Entonces Yahveh Dios dijo a la serpiente: «Por haber hecho esto, maldita seas entre todas las bestias y entre todos los animales del campo». […] A la mujer le dijo: «Tantas haré tus fatigas cuantos sean tus embarazos: con dolor parirás los hijos». […] Al hombre le dijo: «[…] Con el sudor de tu rostro comerás el pan, hasta que vuelvas al suelo, pues de él fuiste tomado. Porque eres polvo y al polvo tornarás» (Gen 3:14-19).
A diferencia de otro tipo de relatos (histórico, científico, gnómico, etc.), el Génesis articula el fenómeno en un tiempo y un espacio dispares de los de la historia y la geografía definidas de modo crítico. Así, cuando la Biblia cuenta el exilio de Adán y Eva, en ningún momento precisa el tiempo de la expulsión. ¿Cuándo comen ambos del fruto prohibido? La precisión «día sexto» (Gen 1:31) es retórica; este cómputo remite a un momento impreciso, al menos para la mente humana: en el principio, en la creación de los cielos y la tierra. Simple y llanamente, no hay parangón entre el tiempo del relato y el tiempo de la caída. Otro tanto cabe decir de la localización: solo sabemos que Dios colocó al hombre en «un jardín en Edén, al oriente» (Gen 2:8); ausencia absoluta de coordenadas. Esta ausencia de restricción de tiempo y espacio se extiende a la especie: afecta a toda la humanidad globalmente considerada.
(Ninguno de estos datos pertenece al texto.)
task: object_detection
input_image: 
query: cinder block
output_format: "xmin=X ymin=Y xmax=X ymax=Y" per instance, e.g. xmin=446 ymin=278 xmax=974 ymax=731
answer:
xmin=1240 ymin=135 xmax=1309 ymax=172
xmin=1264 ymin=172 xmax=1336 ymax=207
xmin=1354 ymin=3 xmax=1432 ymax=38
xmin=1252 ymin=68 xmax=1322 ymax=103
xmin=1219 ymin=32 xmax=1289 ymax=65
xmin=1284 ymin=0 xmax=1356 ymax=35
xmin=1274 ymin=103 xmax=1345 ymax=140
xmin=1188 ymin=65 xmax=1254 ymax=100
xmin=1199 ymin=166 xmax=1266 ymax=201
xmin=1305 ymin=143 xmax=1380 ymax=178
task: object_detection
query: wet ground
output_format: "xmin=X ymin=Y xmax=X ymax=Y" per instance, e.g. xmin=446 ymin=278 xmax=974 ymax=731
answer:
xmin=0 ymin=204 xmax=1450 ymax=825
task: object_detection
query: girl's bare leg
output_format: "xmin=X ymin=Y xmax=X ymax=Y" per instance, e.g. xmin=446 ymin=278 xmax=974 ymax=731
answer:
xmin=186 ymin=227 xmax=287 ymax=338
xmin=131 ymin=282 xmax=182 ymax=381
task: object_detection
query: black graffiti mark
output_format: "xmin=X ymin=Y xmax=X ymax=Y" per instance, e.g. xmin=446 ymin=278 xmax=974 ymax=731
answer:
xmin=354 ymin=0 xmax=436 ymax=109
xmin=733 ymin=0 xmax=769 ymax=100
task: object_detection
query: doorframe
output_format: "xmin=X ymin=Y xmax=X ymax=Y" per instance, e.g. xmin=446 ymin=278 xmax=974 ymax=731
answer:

Tampoco nos ubican más las coordenadas relativas al pecado de Caín: tras el asesinato de Abel, «se estableció en el país de Nod, al oriente del Edén» (Gen 4:16), lugar altamente simbólico, pues Nod (Nâd) significa ‘errante’. Steinbeck replica esta simbología en Al este del Edén (1952): Salinas Walley y las primeras décadas del siglo xx designan, en última instancia, la facultad humana de elegir el bien sobre el mal, como resume la palabra hebrea timshel, que concluye la novela.9
La razón de esta ausencia de referentes mínimos, según nuestra historia y geografía críticas, radica en la dimensión mítica del relato. Aquí, más que en otro lugar, se observa la diferencia con la dimensión estrictamente religiosa. Según la tradición judeocristiana, el hombre histórico está arraigado en su prehistoria teológica, y esta prehistoria se da como revelada; es decir, imposible de inducción ni deducción, tanto a partir del genio analítico como del genio poético.10 Sin embargo —y en este punto convergen de nuevo religión, literatura y mito—, existe una singular concordancia entre la revelación y la experiencia individual en orden al fundamento constitutivo de la existencia humana: en circunstancias mentales sanas, cualquier ser humano se percata (por su experiencia existencial, y no por epiqueya) de su condición de criatura caída.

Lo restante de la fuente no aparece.